Gempa bumi berkekuatan magnitudo 5,4 yang mengguncang Kabupaten Buol, Sulawesi Tengah, pada Minggu (12/7) malam menyebabkan kerusakan signifikan pada puluhan rumah warga dan sejumlah infrastruktur publik. Badan Penanggulangan Bencana Daerah (BPBD) Buol mencatat sementara 75 unit rumah mengalami kerusakan, sementara fasilitas seperti mal pelayanan publik, Rumah Sakit Umum Daerah (RSUD) Buol, kantor inspektorat, dan rumah makan turut terdampak.
Kepala BPBD Buol, Moh Kachfi Mardjuni, dalam keterangannya Senin (13/7) menyatakan bahwa data tersebut masih bersifat sementara. Tim di lapangan terus melakukan asesmen dan pendataan, sehingga angka kerusakan dipastikan masih akan berubah. "Data sementara jumlah rumah warga yang mengalami kerusakan terdapat 75 rumah akibat gempa bumi," ujarnya.

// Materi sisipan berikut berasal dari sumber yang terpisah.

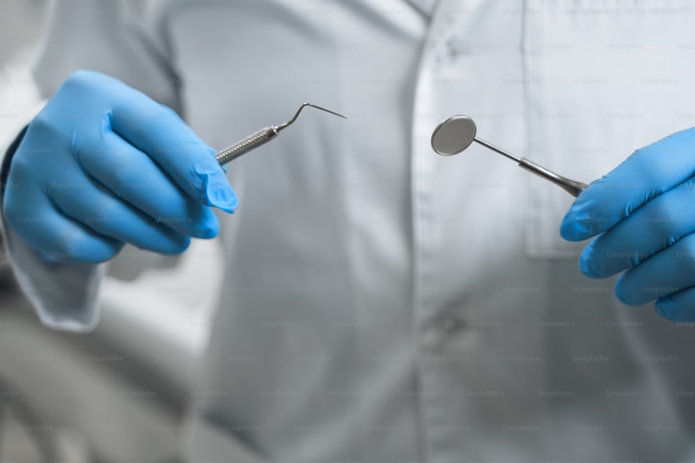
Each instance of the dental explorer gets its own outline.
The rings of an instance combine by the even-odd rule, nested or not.
[[[525,158],[516,156],[491,143],[480,140],[476,137],[475,132],[475,123],[471,117],[452,116],[437,126],[432,133],[432,149],[443,156],[451,156],[461,153],[475,142],[516,161],[520,167],[553,182],[575,197],[579,196],[588,186],[586,183],[563,177]]]
[[[255,149],[265,143],[268,143],[277,137],[278,134],[279,134],[280,131],[292,125],[292,124],[297,120],[297,117],[300,115],[300,112],[301,112],[302,110],[303,110],[306,106],[316,108],[316,109],[320,109],[322,111],[325,111],[326,112],[330,112],[332,115],[339,116],[343,119],[348,119],[343,115],[334,112],[333,111],[329,111],[325,108],[321,108],[320,106],[317,106],[316,105],[311,104],[311,103],[304,103],[300,106],[298,110],[297,110],[297,112],[295,113],[294,117],[287,122],[281,124],[279,126],[264,127],[257,132],[252,133],[243,140],[237,142],[234,144],[218,151],[215,154],[215,159],[220,162],[220,165],[224,165],[227,162],[236,159],[241,155],[248,153],[251,150]]]

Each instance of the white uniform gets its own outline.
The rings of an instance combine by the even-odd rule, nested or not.
[[[36,67],[47,95],[78,68],[100,70],[182,110],[218,148],[305,101],[350,118],[308,110],[229,166],[240,206],[223,222],[191,458],[692,460],[690,326],[580,273],[582,244],[557,233],[566,192],[480,146],[439,157],[430,137],[468,114],[485,140],[599,177],[695,118],[693,6],[434,3],[54,11]],[[56,278],[10,242],[25,285]],[[98,271],[70,271],[72,306],[35,299],[47,323],[88,326],[92,294],[79,299]]]

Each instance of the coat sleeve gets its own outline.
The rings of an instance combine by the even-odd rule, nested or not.
[[[169,64],[163,29],[148,26],[146,10],[142,2],[53,0],[33,66],[40,96],[49,99],[70,74],[90,69],[113,76],[181,113],[180,81]],[[23,129],[43,106],[40,99],[32,107],[17,109],[22,124],[0,144],[0,194],[11,187],[6,183],[12,156]],[[0,221],[0,265],[4,261],[11,268],[17,290],[32,303],[42,322],[76,331],[96,326],[105,264],[45,262],[14,233],[3,215]]]

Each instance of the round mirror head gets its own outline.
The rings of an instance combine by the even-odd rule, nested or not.
[[[468,116],[452,116],[432,133],[432,149],[443,156],[458,154],[475,138],[475,123]]]

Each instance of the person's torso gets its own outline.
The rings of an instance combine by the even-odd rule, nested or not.
[[[582,244],[557,233],[565,192],[480,146],[441,158],[430,136],[468,114],[482,138],[588,183],[692,125],[692,6],[158,11],[212,146],[304,101],[350,117],[305,110],[229,166],[240,206],[224,223],[209,419],[280,461],[687,458],[692,330],[580,273]]]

Selain rumah tinggal, kerusakan juga melanda sarana publik yang vital, termasuk sebagian ruang perawatan RSUD Buol dan kantor mal pelayanan publik yang melayani administrasi warga.

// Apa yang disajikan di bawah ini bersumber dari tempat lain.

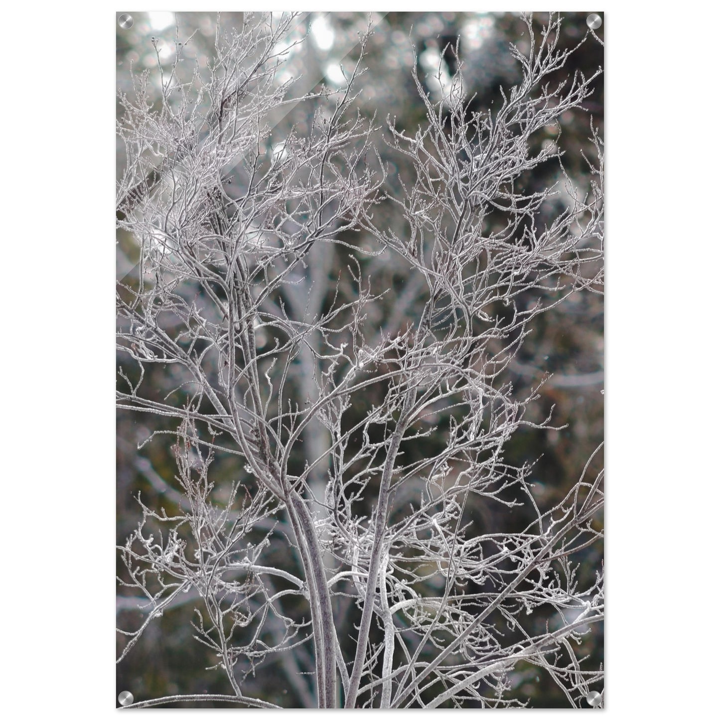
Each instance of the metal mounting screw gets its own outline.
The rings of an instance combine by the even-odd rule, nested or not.
[[[132,693],[129,693],[127,690],[122,690],[117,696],[117,701],[123,707],[125,707],[127,705],[132,705],[133,700],[135,700],[135,698],[132,697]]]
[[[593,708],[600,705],[600,702],[602,699],[603,696],[596,690],[590,690],[585,696],[585,700],[588,701],[588,704]]]

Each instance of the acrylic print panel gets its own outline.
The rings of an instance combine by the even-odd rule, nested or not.
[[[119,704],[602,706],[603,31],[118,16]]]

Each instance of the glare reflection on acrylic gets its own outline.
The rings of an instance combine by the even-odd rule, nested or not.
[[[119,705],[602,707],[603,30],[118,14]]]

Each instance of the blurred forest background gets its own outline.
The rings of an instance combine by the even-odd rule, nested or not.
[[[539,14],[536,22],[541,23],[544,16]],[[563,36],[560,45],[567,47],[577,44],[588,32],[587,13],[563,14]],[[218,17],[213,13],[135,13],[134,24],[128,30],[117,28],[117,89],[130,94],[131,68],[134,71],[150,69],[150,81],[156,84],[160,93],[158,58],[151,42],[158,40],[158,50],[161,61],[170,61],[176,52],[176,43],[184,43],[194,32],[192,42],[184,45],[181,52],[184,61],[190,65],[198,58],[201,65],[214,52],[214,43]],[[414,86],[411,68],[415,62],[413,47],[418,63],[418,76],[423,79],[428,91],[436,99],[441,92],[436,79],[432,77],[438,66],[444,78],[449,81],[456,71],[457,59],[451,52],[443,53],[449,44],[454,45],[458,37],[459,56],[463,62],[464,82],[469,95],[474,95],[472,109],[492,109],[502,102],[500,89],[508,89],[521,79],[520,66],[512,58],[508,46],[510,42],[522,50],[527,43],[527,30],[519,15],[513,14],[469,12],[390,12],[366,14],[356,12],[309,13],[301,16],[297,22],[297,39],[309,33],[307,39],[289,50],[290,61],[283,71],[287,73],[302,73],[296,84],[294,94],[318,89],[325,84],[338,87],[343,84],[343,68],[351,66],[357,58],[359,33],[366,31],[369,20],[373,35],[368,44],[368,53],[364,63],[369,71],[359,81],[362,93],[359,107],[369,118],[374,115],[374,124],[381,125],[376,134],[375,144],[388,163],[390,174],[387,184],[390,192],[400,192],[398,177],[405,176],[410,168],[404,166],[402,156],[390,155],[382,141],[382,126],[388,114],[396,118],[397,127],[407,128],[414,133],[418,124],[425,120],[425,108]],[[220,17],[223,27],[232,27],[242,23],[242,14],[223,13]],[[312,24],[312,29],[310,26]],[[197,32],[196,32],[197,31]],[[603,28],[597,31],[601,37]],[[523,35],[524,33],[524,35]],[[587,38],[580,49],[572,54],[563,68],[563,73],[572,76],[577,69],[586,76],[591,75],[603,63],[603,48],[592,36]],[[282,76],[279,81],[289,79]],[[590,138],[590,122],[603,137],[603,78],[595,81],[594,93],[582,111],[563,117],[562,132],[559,138],[554,135],[552,128],[547,129],[546,136],[538,137],[539,145],[544,142],[557,140],[564,152],[563,164],[567,174],[582,190],[583,184],[589,187],[588,166],[582,158],[590,157],[593,151]],[[121,108],[118,104],[118,114]],[[284,117],[279,117],[279,133],[289,132],[294,125],[302,133],[304,119],[294,115],[292,106],[288,106]],[[118,145],[118,178],[123,170],[124,148]],[[541,190],[559,183],[557,202],[563,202],[562,176],[558,163],[549,162],[536,168],[527,177],[528,193]],[[560,206],[562,207],[562,205]],[[397,217],[392,205],[385,203],[375,209],[379,222],[392,228],[399,235],[405,232],[402,218]],[[394,214],[395,213],[395,214]],[[382,220],[381,220],[382,218]],[[348,245],[369,242],[361,234],[353,233],[341,238]],[[120,233],[117,255],[117,276],[122,279],[134,271],[138,251],[132,238]],[[343,246],[324,245],[323,256],[315,257],[310,272],[320,272],[337,278],[341,269],[347,265],[346,253],[351,252]],[[312,259],[312,258],[311,258]],[[360,262],[364,262],[361,256]],[[409,277],[408,269],[399,262],[389,261],[384,266],[373,268],[373,279],[377,287],[392,288],[398,298],[403,294]],[[382,272],[381,276],[378,272]],[[334,291],[334,282],[330,286]],[[412,297],[412,294],[407,294]],[[422,304],[418,303],[422,307]],[[413,317],[413,305],[406,303],[402,314],[409,320]],[[593,451],[602,441],[603,435],[603,298],[596,294],[582,292],[572,294],[566,302],[540,315],[533,333],[523,346],[521,354],[510,368],[510,380],[519,395],[526,394],[531,387],[548,374],[552,378],[544,385],[541,398],[534,405],[533,415],[528,419],[540,422],[552,411],[555,426],[564,426],[559,431],[538,431],[529,429],[517,433],[508,443],[505,454],[508,461],[521,465],[523,462],[536,462],[531,482],[534,485],[539,503],[549,507],[565,495],[582,472],[583,467]],[[393,310],[392,304],[388,313]],[[379,325],[392,320],[392,318],[378,317],[373,321]],[[120,358],[122,364],[125,361]],[[170,387],[172,379],[166,377],[166,371],[160,366],[153,366],[154,374],[149,382],[158,387]],[[300,391],[299,391],[300,392]],[[367,398],[368,406],[372,397]],[[355,408],[361,417],[365,409]],[[442,418],[440,418],[441,423]],[[167,429],[174,429],[168,422]],[[174,482],[176,474],[174,460],[169,450],[173,438],[167,441],[155,439],[138,451],[142,443],[155,430],[163,425],[160,418],[148,414],[120,410],[117,414],[117,540],[122,545],[127,536],[137,527],[142,513],[137,502],[138,492],[143,502],[153,508],[164,508],[170,514],[180,501],[177,485]],[[427,442],[432,443],[432,438]],[[438,439],[438,442],[441,438]],[[596,459],[597,470],[601,457]],[[216,483],[222,482],[223,474],[237,477],[245,472],[241,459],[231,456],[218,456],[214,466]],[[372,498],[370,498],[372,500]],[[486,507],[478,499],[472,508],[473,522],[478,531],[513,531],[523,527],[531,516],[523,508],[516,508],[502,514],[496,505]],[[580,572],[594,575],[600,567],[602,547],[594,545],[585,551]],[[282,557],[277,557],[282,565]],[[122,574],[119,566],[118,574]],[[117,600],[119,627],[135,629],[142,621],[143,613],[132,596],[124,594],[120,588]],[[117,690],[129,690],[136,698],[151,698],[175,693],[224,693],[228,690],[227,680],[219,670],[206,671],[203,668],[214,664],[210,651],[193,639],[191,624],[193,603],[197,596],[184,595],[174,610],[150,624],[145,634],[132,648],[127,657],[117,666]],[[338,613],[341,608],[336,608]],[[353,624],[359,615],[353,607],[342,608],[346,613],[340,630],[341,642],[347,644],[346,654],[351,657]],[[536,622],[544,628],[548,618],[537,613]],[[122,638],[120,641],[122,643]],[[122,647],[122,645],[121,645]],[[602,629],[595,626],[583,639],[585,653],[590,656],[589,667],[597,668],[603,661]],[[513,696],[529,699],[533,707],[564,707],[567,701],[562,690],[552,679],[541,670],[531,665],[520,665],[510,675]],[[258,669],[253,678],[246,680],[248,693],[255,697],[266,699],[284,707],[301,706],[302,703],[292,683],[284,679],[279,666],[266,665]],[[212,706],[212,703],[208,703]],[[193,706],[197,707],[195,703]]]

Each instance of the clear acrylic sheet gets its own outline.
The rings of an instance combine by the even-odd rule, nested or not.
[[[603,706],[590,16],[118,14],[118,706]]]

Guncangan gempa yang terjadi pukul 20.46 WITA itu tidak hanya menyebabkan kerusakan fisik, tetapi juga kepanikan massal. Warga berhamburan keluar rumah, dan sebagian memilih mengungsi ke wilayah Gunung Kali serta beberapa kecamatan di Buol yang dinilai lebih aman. Kekhawatiran akan gempa susulan menjadi alasan utama perpindahan sementara ini. "Warga sempat berhamburan keluar rumah dan ada yang sebagian mengungsi ke daerah yang dianggap lebih aman, karena khawatir akan terjadinya gempa susulan," ungkap Kachfi.

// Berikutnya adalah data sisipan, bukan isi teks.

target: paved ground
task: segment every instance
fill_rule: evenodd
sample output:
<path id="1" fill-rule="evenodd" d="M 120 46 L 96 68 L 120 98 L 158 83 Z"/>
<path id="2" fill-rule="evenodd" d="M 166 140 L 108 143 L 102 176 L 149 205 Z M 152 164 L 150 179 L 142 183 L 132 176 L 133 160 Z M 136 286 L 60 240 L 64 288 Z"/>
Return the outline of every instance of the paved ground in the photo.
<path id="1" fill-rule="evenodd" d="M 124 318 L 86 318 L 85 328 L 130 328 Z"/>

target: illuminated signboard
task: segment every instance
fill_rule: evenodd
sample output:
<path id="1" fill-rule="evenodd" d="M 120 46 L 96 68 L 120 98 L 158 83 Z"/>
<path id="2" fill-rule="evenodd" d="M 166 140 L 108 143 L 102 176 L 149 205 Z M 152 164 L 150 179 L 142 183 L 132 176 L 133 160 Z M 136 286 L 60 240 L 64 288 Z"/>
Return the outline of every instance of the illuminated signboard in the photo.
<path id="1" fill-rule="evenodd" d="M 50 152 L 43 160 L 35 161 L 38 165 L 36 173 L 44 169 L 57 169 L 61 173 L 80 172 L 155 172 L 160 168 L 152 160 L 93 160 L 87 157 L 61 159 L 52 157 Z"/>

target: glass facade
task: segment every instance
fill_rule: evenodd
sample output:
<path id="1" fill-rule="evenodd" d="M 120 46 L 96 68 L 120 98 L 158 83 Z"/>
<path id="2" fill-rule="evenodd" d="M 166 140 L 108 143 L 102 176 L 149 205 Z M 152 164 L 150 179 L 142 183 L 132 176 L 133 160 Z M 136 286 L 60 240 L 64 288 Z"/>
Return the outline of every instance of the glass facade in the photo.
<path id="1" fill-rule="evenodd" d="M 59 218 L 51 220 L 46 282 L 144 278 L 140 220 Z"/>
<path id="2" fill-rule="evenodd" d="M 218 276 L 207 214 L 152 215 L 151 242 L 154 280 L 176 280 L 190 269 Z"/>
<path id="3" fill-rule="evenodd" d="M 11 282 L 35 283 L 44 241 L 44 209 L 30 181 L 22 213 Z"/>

Berdasarkan informasi Badan Meteorologi, Klimatologi, dan Geofisika (BMKG), pusat gempa berada di 37 kilometer timur laut Buol dengan kedalaman 10 kilometer. Getaran dirasakan cukup kuat tidak hanya di Buol, tetapi juga di daerah Tolitoli, Parigi Moutong, hingga Marisa dan Tilamuta di Provinsi Gorontalo. Hal ini menunjukkan bahwa gempa memiliki dampak regional yang cukup luas, meskipun episentrumnya berada di darat.
BPBD Buol saat ini masih fokus pada pendataan dan evakuasi. Belum ada laporan korban jiwa, namun kerusakan infrastruktur publik menjadi perhatian utama karena mengganggu layanan dasar masyarakat. Mal pelayanan publik yang rusak misalnya, merupakan pusat administrasi kependudukan dan perizinan, sementara RSUD Buol yang terdampak berpotensi menghambat pelayanan kesehatan. Pemerintah daerah diharapkan segera mengerahkan bantuan darurat dan melakukan perbaikan cepat agar aktivitas warga kembali normal. Pertanyaan yang mengemuka adalah seberapa cepat proses rekonstruksi dapat dilakukan mengingat keterbatasan anggaran daerah di masa pandemi.